What we already know: the Ryzen 7000 processors are the first PC chips based on a 5nm process, the first AMD desktop chips to boost past 5GHz, and their AM5 motherboard platform is the first from AMD to support DDR5 and PCIe 5.0 out of the box — depending on which motherboard you buy.
Oh, and you’ll have to buy a new motherboard because AMD is finally, understandably, breaking compatibility with the long-lived AM4 platform and switching away from pins on the CPU. (Your AM4 cooler can still come along for the ride.) And yes, the new Ryzen 7000 desktop chips really do have a crown-shaped lid.
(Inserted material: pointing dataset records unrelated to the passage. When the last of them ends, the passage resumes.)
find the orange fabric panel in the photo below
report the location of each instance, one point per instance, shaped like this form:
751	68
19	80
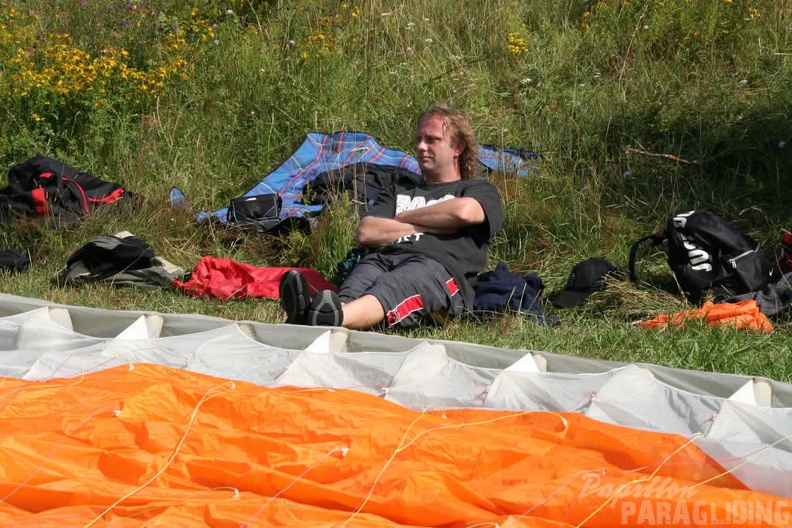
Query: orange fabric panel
153	445
743	315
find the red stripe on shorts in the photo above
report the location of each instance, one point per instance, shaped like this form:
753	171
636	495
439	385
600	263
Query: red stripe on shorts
405	308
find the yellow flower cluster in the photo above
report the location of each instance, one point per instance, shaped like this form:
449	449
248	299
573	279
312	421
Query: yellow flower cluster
321	41
51	69
516	45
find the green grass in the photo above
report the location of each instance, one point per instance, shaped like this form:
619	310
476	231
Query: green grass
164	92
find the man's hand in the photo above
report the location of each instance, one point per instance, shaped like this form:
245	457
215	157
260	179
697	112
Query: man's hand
443	218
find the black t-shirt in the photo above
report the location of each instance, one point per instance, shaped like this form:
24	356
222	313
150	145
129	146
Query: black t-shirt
464	253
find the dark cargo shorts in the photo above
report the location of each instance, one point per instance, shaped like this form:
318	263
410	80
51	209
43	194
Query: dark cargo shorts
408	286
In case you don’t follow AMD closely, these will be the first desktop chips from AMD since its popular Ryzen 5000 series, because Ryzen 6000 was just for laptops and other mobile devices. But the company isn’t alternating between laptops and desktops, either: AMD’s also planning to release some Ryzen 7000 chips for both “extreme gaming laptops” and thin-and-lights as soon as next year.
Some other reasons to maybe not buy or build a new PC right now: RAM prices are reportedly falling, and while graphics cards have already hit MSRP or below, Chinese supply chain sources now claim Nvidia and AMD will slash GPU prices even more at the end of August. You might also consider why Nvidia and AMD might be clearing those shelves: we’re expecting a new generation of GPUs from each of them before 2022 is out.
Do note that Intel may raise CPU prices, though. Or at least that’s what we heard before the PC market took a huge dip and Intel surprised investors with a sudden half-billion-dollar loss.